From mail from SDS: ... In the short term, I think you are just blocking on a policy change to allow you to fix the root inode label via restorecon after mounting the fs with the fscontext= option. In the long term, I think we want some changes/extensions to context mount options and their handling in the kernel to allow things like: - rootcontext= option for specifying root inode label separate from fscontext label for fs_use_trans filesystems (like tmpfs), and - combined use of context= and fscontext= options (requested separately by Russell Coker). And then separately there are issues like the devpts root and its MLS label, which requires range_transition support on objects. ... It's a blocker at least for the short term fix, and that seems like something better suited to base policy than a module.

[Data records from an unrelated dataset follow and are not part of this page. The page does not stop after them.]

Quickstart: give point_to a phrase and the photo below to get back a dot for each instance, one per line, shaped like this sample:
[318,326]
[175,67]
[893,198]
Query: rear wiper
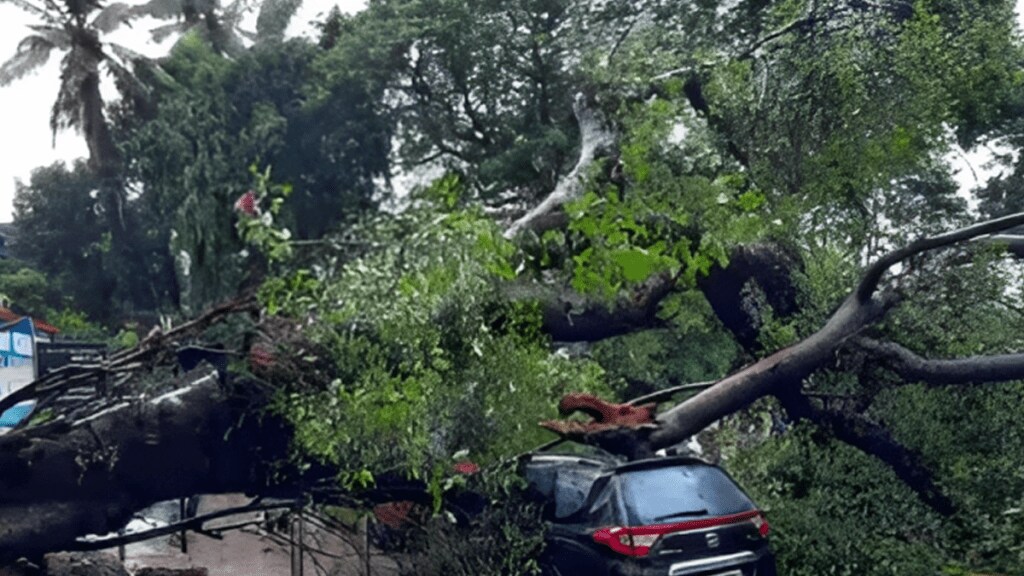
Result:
[682,513]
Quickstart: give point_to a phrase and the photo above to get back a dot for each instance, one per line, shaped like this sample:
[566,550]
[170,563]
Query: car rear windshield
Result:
[680,493]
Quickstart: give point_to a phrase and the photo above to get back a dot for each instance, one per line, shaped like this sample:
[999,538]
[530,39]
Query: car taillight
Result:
[638,540]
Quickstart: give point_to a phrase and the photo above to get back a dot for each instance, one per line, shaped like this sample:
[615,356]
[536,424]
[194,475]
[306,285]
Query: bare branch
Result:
[196,523]
[593,135]
[872,276]
[972,370]
[873,441]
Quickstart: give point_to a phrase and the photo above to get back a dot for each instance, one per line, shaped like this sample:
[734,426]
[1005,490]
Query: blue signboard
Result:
[16,343]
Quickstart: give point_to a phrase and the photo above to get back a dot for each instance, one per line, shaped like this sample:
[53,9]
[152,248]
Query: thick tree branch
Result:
[593,136]
[787,368]
[872,276]
[873,441]
[568,317]
[972,370]
[61,481]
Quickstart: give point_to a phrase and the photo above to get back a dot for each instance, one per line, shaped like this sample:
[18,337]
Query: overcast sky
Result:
[25,107]
[26,140]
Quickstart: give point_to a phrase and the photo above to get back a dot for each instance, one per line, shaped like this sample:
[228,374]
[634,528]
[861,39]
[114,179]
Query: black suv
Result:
[674,516]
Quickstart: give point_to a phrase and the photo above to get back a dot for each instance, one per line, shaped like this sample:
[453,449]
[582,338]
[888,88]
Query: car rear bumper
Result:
[760,563]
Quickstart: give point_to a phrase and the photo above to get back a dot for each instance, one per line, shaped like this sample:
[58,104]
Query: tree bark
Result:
[61,481]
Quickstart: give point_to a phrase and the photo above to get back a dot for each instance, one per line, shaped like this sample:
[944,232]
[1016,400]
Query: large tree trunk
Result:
[104,159]
[64,480]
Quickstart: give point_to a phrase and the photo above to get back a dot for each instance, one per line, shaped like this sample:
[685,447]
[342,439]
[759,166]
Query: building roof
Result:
[7,315]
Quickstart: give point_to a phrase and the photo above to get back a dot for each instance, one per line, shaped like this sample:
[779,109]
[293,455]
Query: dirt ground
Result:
[253,551]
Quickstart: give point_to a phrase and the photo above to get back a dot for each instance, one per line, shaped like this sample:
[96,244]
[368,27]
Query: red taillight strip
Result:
[621,539]
[694,524]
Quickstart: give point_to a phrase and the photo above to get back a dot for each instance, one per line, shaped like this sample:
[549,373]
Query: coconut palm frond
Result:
[239,8]
[125,53]
[126,80]
[162,33]
[54,34]
[35,10]
[250,36]
[67,111]
[161,9]
[274,15]
[112,16]
[33,52]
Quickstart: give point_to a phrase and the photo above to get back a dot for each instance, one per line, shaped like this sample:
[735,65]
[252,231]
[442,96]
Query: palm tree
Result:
[76,28]
[221,26]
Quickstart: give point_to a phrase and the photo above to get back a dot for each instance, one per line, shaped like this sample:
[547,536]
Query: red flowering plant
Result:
[255,224]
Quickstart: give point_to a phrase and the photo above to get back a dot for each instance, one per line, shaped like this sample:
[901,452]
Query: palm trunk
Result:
[104,158]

For reference, the thread this came from: http://www.redhat.com/archives/fedora-selinux-list/2006-April/thread.html#00200
> My best vague and uneducated guess is > > rootcontext=context of the root inode on the fs to be mounted. Correct. This option doesn't exist yet, unlike the others. > fscontext=the type of filesystem it is. in this case tells it is to > label it tmpfs Security context of the superblock object. Does not affect labeling behavior for inodes. Currently incompatible with context= option (since it also currently sets the superblock context, and then inherits from it), but this could be changed. > context=the context of every file on that fs. Correct (and the superblock object too presently). This alters the labeling behavior of the fs to what is called "mountpoint labeling", where the specified context takes precedence over any xattr value or any other behavior specified by fs_use. The context is applied to the superblock object, and then inherited by all inodes from it. There is also: defcontext= default file context to apply to files that lack an xattr value when using xattrs as the labeling behavior. > would I ever want all 3 together? Possibly; they don't necessarily have to conflict. context=A fscontext=B rootcontext=C would mean "label the superblock B, the root directory inode C, and all other inodes A". > And I'm still not to smart on the > associate permission. Which of those 3 would affect associate? What > was it that Russel wanted done with these things? Anything that alters the superblock context affects associate checks (which are between the file contexts and the superblock context, e.g. so that policy can say that partition with type A can only hold data of type A and partition with type B can only hold data of type B, or replace types with levels or whatever).
Posted the nsa selinux list. on try 3 hopefully i fixed all the problems...
committed in 2.6.18 (but after rc1). Will post a follow up to correct security checks today.
Do you know what -gitX (and therefore what built kernel) has these fixes?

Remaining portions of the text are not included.